Frequency error message:

/Applications/_evolutionarySoftware/shorah-master/snv.py:127: UserWarning: posterior = 1.364 > 1
warnings.warn('posterior = %4.3f > 1' % post)

....

next error message:

Traceback (most recent call last):
File "/Applications/_evolutionarySoftware/shorah-master/shorah.py", line 175, in
mm.main('%s_cor.rest' % in_stem, maxhaplo=200)
File "/Applications/_evolutionarySoftware/shorah-master/mm.py", line 713, in main
totalPaths = countPaths(graph, source, sink)
File "/Applications/_evolutionarySoftware/shorah-master/mm.py", line 630, in countPaths
getPaths(source)
File "/Applications/_evolutionarySoftware/shorah-master/mm.py", line 627, in getPaths
numPaths[node] = sum(map(getPaths, graph[node]))
....

and finally the crash message:

RuntimeError: maximum recursion depth exceeded in cmp

@ozagordi
Copy link
Collaborator

Hi, sorry for the late reply.
The first error is not exactly a bug, rather a problem in probabilistic
clustering. It could be ignored for posteriors only slightly higher than
one, but in general it signals a poor mixing. The crash message at first
sight seems saying that the program did not find a solution in the maximum
number of iterations. You would need to tell me more of your problem and
maybe provide me with a toy example. First of
all, what window size did you choose? Do you really need global
reconstruction or could you do with local only?

@bramvrancken
Copy link
Author

Hello Osvaldo,

I'm sorry in turn for the late reply.
Some details on the data that are hopefully of diagnostic use: it are paired end MySeq reads, ~145nt long. Through this link you can access the dropbox folder I created, and find the sequence data (Vphaser_input_sorted.bam) and the reference sequence (S3_ntCons.fasta).
The various folders have the name of the options I tested.
link: https://www.dropbox.com/sh/ao3q0iv3neq8vyr/AAD9p2Ii1ZTyT7sN0BTzdeQza?dl=0

Do you really need global reconstruction or could you do with local only
This is a sample with little variation in the population. To illustrate I also included the overview per AA position (*.xls). Despite the risk for in silico recombinants, we prefer global reconstruction -after all, the last few variants are close to each other (within 1 read length).

Again thanks for looking into this.

Sincerely,
Bram

On 17 Feb 2015, at 23:30, Osvaldo Zagordi wrote:

Hi, sorry for the late reply.
The first error is not exactly a bug, rather a problem in probabilistic
clustering. It could be ignored for posteriors only slightly higher than
one, but in general it signals a poor mixing. The crash message at first
sight seems saying that the program did not find a solution in the maximum
number of iterations. You would need to tell me more of your problem and
maybe provide me with a toy example. First of
all, what window size did you choose? Do you really need global
reconstruction or could you do with local only?

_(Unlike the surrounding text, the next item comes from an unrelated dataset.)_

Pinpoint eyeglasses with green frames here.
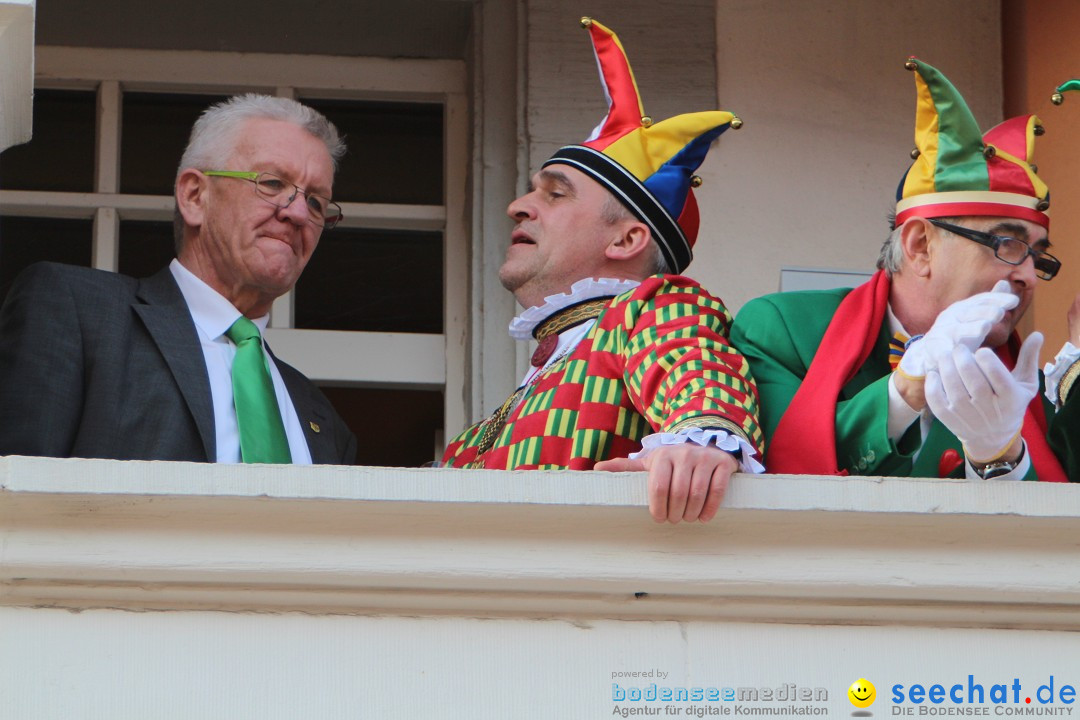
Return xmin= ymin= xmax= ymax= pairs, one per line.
xmin=202 ymin=169 xmax=345 ymax=230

On 13 February 2015 at 22:37, bramvrancken <[email protected]mailto:[email protected]> wrote:

Dear Dr. Zagordi,

I've been trying to apply Shorah to a pretty homogenous population of
rabies virus (sequence length ~11kb). The data are from the Illumina Myseq
patfom. it seems the analysis starts well. however, I get numerous warnings
the frequency of haplotypes exceeds 1, and afterwards lots of error
messages.
Could you please point me to what error I'm making?
Thanks a lot!
Bram Frequency error message:

/Applications/_evolutionarySoftware/shorah-master/snv.py:127: UserWarning:
posterior = 1.364 > 1
warnings.warn('posterior = %4.3f > 1' % post)
.... next error message:

Traceback (most recent call last):
File "/Applications/_evolutionarySoftware/shorah-master/shorah.py", line
175, in
mm.main('%s_cor.rest' % in_stem, maxhaplo=200)
File "/Applications/_evolutionarySoftware/shorah-master/mm.py", line 713,
in main
totalPaths = countPaths(graph, source, sink)
File "/Applications/_evolutionarySoftware/shorah-master/mm.py", line 630,
in countPaths
getPaths(source)
File "/Applications/_evolutionarySoftware/shorah-master/mm.py", line 627,
in getPaths
numPaths[node] = sum(map(getPaths, graph[node]))
....
and finally the crash message:

RuntimeError: maximum recursion depth exceeded in cmp


Reply to this email directly or view it on GitHub
#14.

Ciao.
Osvaldo


Reply to this email directly or view it on GitHubhttps://github.com//issues/14#issuecomment-74769131.

@ozagordi
Copy link
Collaborator

Bram,
I looked at your alignment with samtools tview Vphaser_input_sorted.bam S3_ntCons.fasta There is hardly any variation.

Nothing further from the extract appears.